Kamitatu rappelle avec insistance les fondamentaux du combat d’Ensemble pour la République : dénonciation d’un processus électoral « gravement entaché de fraude », restriction des libertés, arrestations arbitraires, instrumentalisation de la justice. Dans ce contexte, la démarche de Mwando Simba apparaît comme une concession stratégique difficilement acceptable pour la frange la plus radicale du parti. Le porte-parole s’interroge : « Quel signal envoyons-nous lorsque nous nous présentons au siège même de ce que nous avons dénoncé ? »
Cette crise interne soulève des questions plus larges sur l’évolution du paysage politique congolais. Assistons-nous à une normalisation des rapports entre majorité et opposition, ou à une dilution des lignes idéologiques ? La realpolitik l’emportera-t-elle sur les principes fondateurs ? La réponse à ces interrogations déterminera l’avenir d’Ensemble pour la République et, plus largement, de l’opposition congolaise.

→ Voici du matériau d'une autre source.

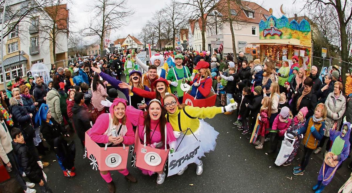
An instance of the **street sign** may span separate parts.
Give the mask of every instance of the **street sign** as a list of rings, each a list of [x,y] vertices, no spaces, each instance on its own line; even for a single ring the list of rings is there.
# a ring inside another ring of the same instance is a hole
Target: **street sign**
[[[210,37],[215,39],[223,39],[224,35],[212,35]]]
[[[327,52],[327,49],[326,48],[321,48],[321,57],[324,58],[326,58],[326,53]]]
[[[247,42],[241,42],[239,41],[237,42],[237,47],[238,48],[243,48],[246,47],[247,45]]]

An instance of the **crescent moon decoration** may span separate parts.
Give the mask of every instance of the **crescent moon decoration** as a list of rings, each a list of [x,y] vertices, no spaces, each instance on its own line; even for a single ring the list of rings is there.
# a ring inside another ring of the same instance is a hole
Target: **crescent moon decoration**
[[[283,5],[283,4],[282,4],[281,6],[280,7],[280,11],[281,11],[282,13],[284,15],[285,14],[286,14],[286,13],[285,13],[285,12],[282,9],[282,5]]]

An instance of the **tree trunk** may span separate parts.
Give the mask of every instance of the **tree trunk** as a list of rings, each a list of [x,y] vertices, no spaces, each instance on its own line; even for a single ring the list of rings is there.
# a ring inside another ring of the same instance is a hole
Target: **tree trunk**
[[[228,19],[230,20],[230,31],[231,31],[231,37],[232,40],[232,51],[233,52],[233,61],[235,63],[237,62],[237,57],[236,54],[236,41],[235,40],[235,34],[233,33],[233,27],[232,26],[232,18],[230,10],[230,0],[227,0],[227,9],[228,11]]]

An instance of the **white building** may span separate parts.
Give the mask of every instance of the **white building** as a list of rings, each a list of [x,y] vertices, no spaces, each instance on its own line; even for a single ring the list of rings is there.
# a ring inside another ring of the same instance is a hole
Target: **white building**
[[[233,26],[235,36],[236,52],[245,52],[245,48],[256,46],[250,44],[251,42],[259,42],[259,24],[262,19],[266,19],[270,14],[269,12],[257,4],[245,1],[241,1],[242,6],[237,4],[230,5],[230,11],[233,21]],[[211,41],[218,40],[224,41],[224,53],[233,52],[232,38],[230,25],[228,23],[220,22],[222,17],[228,18],[227,2],[226,0],[220,0],[218,3],[217,9],[211,12],[211,14],[216,15],[218,35],[222,35],[223,39],[212,39],[210,36],[215,34],[216,26],[215,24],[215,16],[207,16],[207,25],[206,26],[206,49],[213,50],[218,48],[211,46]],[[202,50],[201,20],[192,20],[190,24],[189,38],[192,39],[192,47],[194,50]],[[243,48],[239,48],[238,42],[245,42],[248,43]],[[190,41],[190,43],[191,43]]]
[[[13,10],[21,10],[30,6],[31,4],[35,3],[33,2],[33,1],[17,0],[11,2],[7,6]],[[58,23],[57,27],[68,30],[68,10],[66,8],[66,4],[59,5],[58,7],[62,13],[61,16],[64,17],[63,19],[66,22]],[[48,7],[45,8],[50,12],[56,8]],[[6,82],[14,80],[17,76],[26,76],[26,71],[34,64],[50,64],[54,62],[52,42],[46,39],[49,35],[38,30],[39,22],[50,24],[50,22],[48,21],[52,19],[44,11],[32,13],[32,16],[24,17],[11,33],[4,38],[3,64]],[[7,21],[6,23],[11,25],[12,22],[18,21],[17,19],[14,18],[13,21]],[[42,23],[42,25],[48,25]],[[5,28],[4,31],[7,31]],[[57,61],[67,58],[68,34],[67,32],[61,32],[57,35],[56,41],[58,43],[56,48]],[[50,66],[50,64],[48,66],[49,69]],[[3,81],[2,71],[0,68],[0,82]]]

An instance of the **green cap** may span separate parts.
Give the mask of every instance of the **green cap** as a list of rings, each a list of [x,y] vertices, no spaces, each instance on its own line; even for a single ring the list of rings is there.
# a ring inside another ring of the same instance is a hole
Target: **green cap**
[[[7,83],[6,84],[6,86],[7,86],[7,87],[12,86],[12,82],[10,81],[7,82]]]
[[[182,55],[182,54],[177,54],[176,55],[175,55],[175,59],[181,58],[182,59],[182,60],[183,60],[184,58],[183,57],[183,55]]]

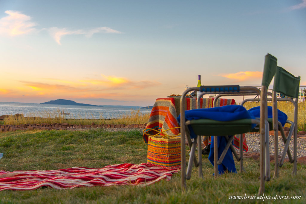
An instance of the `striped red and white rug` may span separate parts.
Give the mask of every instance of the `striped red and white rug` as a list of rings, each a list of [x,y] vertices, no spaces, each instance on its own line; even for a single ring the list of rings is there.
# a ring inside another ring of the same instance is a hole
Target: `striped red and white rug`
[[[113,185],[146,185],[161,179],[169,180],[180,171],[151,164],[121,164],[100,169],[75,167],[48,171],[0,171],[0,191],[36,189],[47,186],[56,189]]]

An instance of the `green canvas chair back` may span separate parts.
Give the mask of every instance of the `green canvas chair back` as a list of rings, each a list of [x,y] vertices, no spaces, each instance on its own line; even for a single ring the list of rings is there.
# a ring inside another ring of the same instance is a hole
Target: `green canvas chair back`
[[[262,86],[268,86],[275,75],[277,68],[277,59],[269,53],[265,57]]]
[[[299,97],[300,77],[295,77],[282,67],[278,67],[274,78],[273,90],[287,97]]]

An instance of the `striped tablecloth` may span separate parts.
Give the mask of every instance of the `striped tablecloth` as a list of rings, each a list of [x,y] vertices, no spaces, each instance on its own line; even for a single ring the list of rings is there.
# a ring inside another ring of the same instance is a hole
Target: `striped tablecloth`
[[[163,131],[172,128],[178,127],[178,123],[177,118],[180,115],[180,98],[158,98],[155,101],[152,108],[147,128],[151,128],[159,131]],[[201,108],[212,107],[213,107],[214,98],[202,98],[201,99]],[[185,98],[185,110],[195,109],[196,108],[196,98]],[[217,101],[217,106],[222,106],[228,105],[236,104],[235,100],[227,99],[218,99]],[[149,134],[155,135],[156,132],[153,130],[148,130],[146,133]],[[173,129],[168,131],[166,133],[169,135],[175,135],[180,133],[179,129]],[[147,143],[148,136],[145,134],[143,135],[143,138],[146,143]],[[246,140],[244,135],[243,149],[248,151]],[[239,137],[234,137],[234,145],[239,148]]]

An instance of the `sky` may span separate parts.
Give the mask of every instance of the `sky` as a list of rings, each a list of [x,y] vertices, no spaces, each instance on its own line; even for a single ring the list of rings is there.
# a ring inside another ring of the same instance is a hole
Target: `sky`
[[[306,86],[306,0],[0,0],[0,102],[146,106],[186,85]]]

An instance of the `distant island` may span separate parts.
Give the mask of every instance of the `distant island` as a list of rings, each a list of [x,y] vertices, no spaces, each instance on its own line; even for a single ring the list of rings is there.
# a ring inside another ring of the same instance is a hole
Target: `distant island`
[[[148,106],[144,107],[142,107],[140,108],[144,108],[144,109],[152,109],[153,108],[153,106]]]
[[[50,100],[48,102],[40,103],[41,104],[53,104],[55,105],[68,105],[70,106],[99,106],[102,107],[102,106],[97,106],[95,105],[80,104],[73,100],[65,100],[65,99],[58,99],[55,100]]]

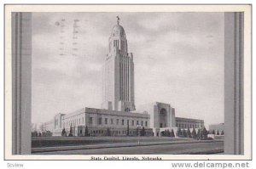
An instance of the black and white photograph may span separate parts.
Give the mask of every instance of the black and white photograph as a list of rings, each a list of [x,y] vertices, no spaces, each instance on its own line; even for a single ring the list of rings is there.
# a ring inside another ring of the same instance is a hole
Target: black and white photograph
[[[5,7],[6,158],[251,159],[250,5],[84,6]]]

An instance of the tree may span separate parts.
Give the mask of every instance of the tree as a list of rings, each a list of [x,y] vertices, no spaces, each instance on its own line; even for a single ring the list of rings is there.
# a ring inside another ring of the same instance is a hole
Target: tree
[[[174,132],[173,132],[173,130],[172,129],[172,131],[171,131],[171,134],[170,134],[170,136],[172,137],[172,138],[174,138],[175,137],[175,135],[174,135]]]
[[[183,133],[183,138],[187,138],[187,137],[188,137],[185,129],[183,130],[183,132],[182,132],[182,133]]]
[[[164,132],[162,132],[162,136],[166,137],[166,130],[165,130]]]
[[[198,128],[197,130],[196,138],[198,138],[199,139],[201,138],[201,131],[200,128]]]
[[[181,128],[180,128],[180,127],[177,129],[176,135],[177,135],[177,137],[182,137],[182,135],[183,135],[183,132],[182,132],[182,131],[181,131]]]
[[[208,133],[208,132],[207,132],[207,128],[204,127],[202,130],[202,138],[207,138],[208,137],[207,133]]]
[[[127,132],[126,135],[129,136],[130,129],[129,129],[129,123],[127,123]]]
[[[110,129],[107,128],[107,136],[111,136]]]
[[[218,130],[217,131],[217,135],[218,135],[218,136],[219,135],[219,132],[218,132]]]
[[[145,128],[143,127],[141,132],[141,136],[144,136],[144,135],[145,135]]]
[[[65,128],[62,129],[61,136],[67,136]]]
[[[194,138],[194,139],[195,139],[196,138],[196,132],[195,132],[195,128],[193,128],[193,130],[192,130],[192,138]]]
[[[187,137],[191,138],[191,132],[190,132],[190,129],[189,127],[188,127],[188,130],[187,130]]]
[[[214,130],[214,129],[212,130],[212,133],[215,135],[215,130]]]
[[[71,123],[71,125],[70,125],[70,130],[69,130],[68,137],[73,137],[72,123]]]
[[[85,126],[85,129],[84,129],[84,136],[85,136],[85,137],[89,136],[89,131],[88,131],[88,127],[87,127],[87,125]]]
[[[169,130],[169,129],[166,131],[166,136],[167,136],[167,137],[170,137],[170,136],[171,136],[171,132],[170,132],[170,130]]]

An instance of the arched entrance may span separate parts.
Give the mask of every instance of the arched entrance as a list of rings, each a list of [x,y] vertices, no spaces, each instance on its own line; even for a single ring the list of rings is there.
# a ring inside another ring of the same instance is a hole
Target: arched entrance
[[[167,126],[167,111],[166,109],[161,109],[160,113],[160,127],[166,127]]]

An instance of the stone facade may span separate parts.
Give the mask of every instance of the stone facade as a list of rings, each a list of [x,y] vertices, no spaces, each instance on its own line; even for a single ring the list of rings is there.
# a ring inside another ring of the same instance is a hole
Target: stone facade
[[[135,110],[133,54],[128,53],[125,32],[119,22],[108,39],[103,78],[102,109]]]
[[[222,132],[224,132],[224,123],[209,125],[209,132],[212,132],[213,130],[215,133],[217,133],[218,131],[219,134],[221,134]]]
[[[53,135],[61,136],[65,129],[67,135],[84,136],[87,127],[90,136],[105,136],[108,131],[110,136],[136,136],[137,130],[144,130],[145,136],[152,136],[149,117],[143,113],[84,108],[67,115],[57,114],[52,125]]]
[[[176,117],[175,119],[176,119],[176,127],[181,129],[203,128],[205,127],[203,120],[183,118],[183,117]]]

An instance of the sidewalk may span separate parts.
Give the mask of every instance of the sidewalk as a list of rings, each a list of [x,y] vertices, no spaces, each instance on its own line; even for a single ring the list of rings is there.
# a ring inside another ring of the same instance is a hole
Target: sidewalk
[[[125,144],[93,144],[93,145],[72,145],[61,147],[44,147],[32,148],[32,153],[51,152],[51,151],[64,151],[75,149],[93,149],[104,148],[119,148],[119,147],[136,147],[136,146],[150,146],[150,145],[163,145],[163,144],[195,144],[195,143],[212,143],[223,142],[220,140],[195,140],[195,141],[173,141],[173,142],[153,142],[153,143],[125,143]]]

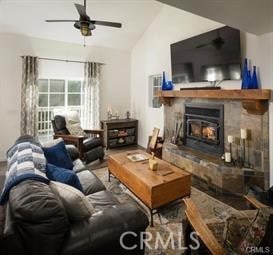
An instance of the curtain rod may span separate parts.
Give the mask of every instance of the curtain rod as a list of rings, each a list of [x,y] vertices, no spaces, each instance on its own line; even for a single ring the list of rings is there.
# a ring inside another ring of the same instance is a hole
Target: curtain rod
[[[21,58],[23,58],[24,56],[21,56]],[[38,59],[41,59],[41,60],[51,60],[51,61],[60,61],[60,62],[70,62],[70,63],[80,63],[80,64],[84,64],[85,62],[84,61],[79,61],[79,60],[68,60],[68,59],[60,59],[60,58],[40,58],[38,57]],[[96,62],[100,65],[105,65],[105,63],[99,63],[99,62]]]

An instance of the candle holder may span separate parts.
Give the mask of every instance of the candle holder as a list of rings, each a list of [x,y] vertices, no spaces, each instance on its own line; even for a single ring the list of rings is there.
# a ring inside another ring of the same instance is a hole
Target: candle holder
[[[107,112],[107,119],[108,120],[119,120],[119,115],[116,114],[116,115],[113,115],[112,112],[108,111]]]

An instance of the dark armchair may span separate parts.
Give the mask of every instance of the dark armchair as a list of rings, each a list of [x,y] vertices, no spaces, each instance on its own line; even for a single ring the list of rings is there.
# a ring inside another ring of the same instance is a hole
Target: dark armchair
[[[61,115],[55,115],[52,120],[52,127],[54,131],[54,139],[62,138],[66,144],[75,145],[80,153],[80,158],[83,159],[86,164],[94,160],[103,160],[104,158],[104,139],[103,130],[84,130],[88,135],[78,136],[71,135],[66,128],[65,118]]]

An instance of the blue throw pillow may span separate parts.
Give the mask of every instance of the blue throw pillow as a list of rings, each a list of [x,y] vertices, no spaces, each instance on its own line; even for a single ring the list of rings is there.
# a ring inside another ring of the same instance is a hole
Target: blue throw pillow
[[[66,169],[73,169],[73,162],[65,148],[64,141],[51,147],[43,147],[47,162]]]
[[[46,165],[46,176],[52,181],[62,182],[83,192],[80,180],[75,172],[52,164]]]

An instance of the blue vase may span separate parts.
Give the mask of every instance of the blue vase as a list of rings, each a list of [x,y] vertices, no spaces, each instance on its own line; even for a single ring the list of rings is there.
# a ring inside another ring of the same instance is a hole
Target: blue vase
[[[165,72],[163,72],[163,76],[162,76],[161,89],[162,90],[168,90],[168,84],[166,82]]]
[[[252,84],[251,84],[251,71],[247,71],[247,89],[252,89]]]
[[[243,72],[242,72],[242,86],[241,86],[241,89],[248,89],[249,85],[250,84],[248,83],[247,58],[245,58]]]
[[[258,79],[257,79],[257,73],[256,73],[256,66],[253,66],[253,74],[251,77],[251,88],[252,89],[258,89]]]

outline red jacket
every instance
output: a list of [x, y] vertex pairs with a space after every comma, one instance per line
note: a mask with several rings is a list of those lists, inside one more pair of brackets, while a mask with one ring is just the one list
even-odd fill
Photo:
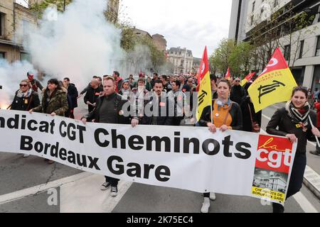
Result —
[[316, 109], [316, 127], [320, 127], [320, 102], [316, 102], [314, 107]]

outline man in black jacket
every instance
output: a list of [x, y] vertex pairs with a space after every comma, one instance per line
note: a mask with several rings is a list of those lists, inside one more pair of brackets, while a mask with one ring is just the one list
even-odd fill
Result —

Le président du groupe parlementaire joue manifestement une partition risquée. En misant sur l’ouverture et le dialogue institutionnel, Christian Mwando Simba prend le pari de moderniser les pratiques politiques. Mais ce pragmatisme affiché se heurte à la mémoire militante et aux ressentiments accumulés. La légitimité même de cette stratégie est remise en cause par ceux qui estiment que l’on ne peut pactiser avec un pouvoir dont on conteste la légitimité originelle.
Clotilde Mutita se trouve ainsi au cœur d’une tempête politique qui la dépasse. Son éventuelle élection au poste de rapporteur adjoint marquerait un tournant dans les relations entre la majorité présidentielle et l’opposition katumbiste. Mais à quel prix ? La crédibilité d’Ensemble pour la République sortira-t-elle renforcée ou affaiblie de cette épreuve ? L’avenir dira si cette candidature, soutenue par l’Union sacrée mais contestée en interne, constitue une avancée tactique ou une erreur stratégique.
La suite de ce feuilleton politique dépendra largement de la capacité des différentes tendances du parti à trouver un terrain d’entente. La ligne de fracture entre pragmatiques et idéologues semble plus profonde que jamais. Dans ce jeu d’échecs politique, chaque mouvement engage l’avenir de la formation de Moïse Katumbi, et au-delà, celui de l’opposition congolaise tout entière.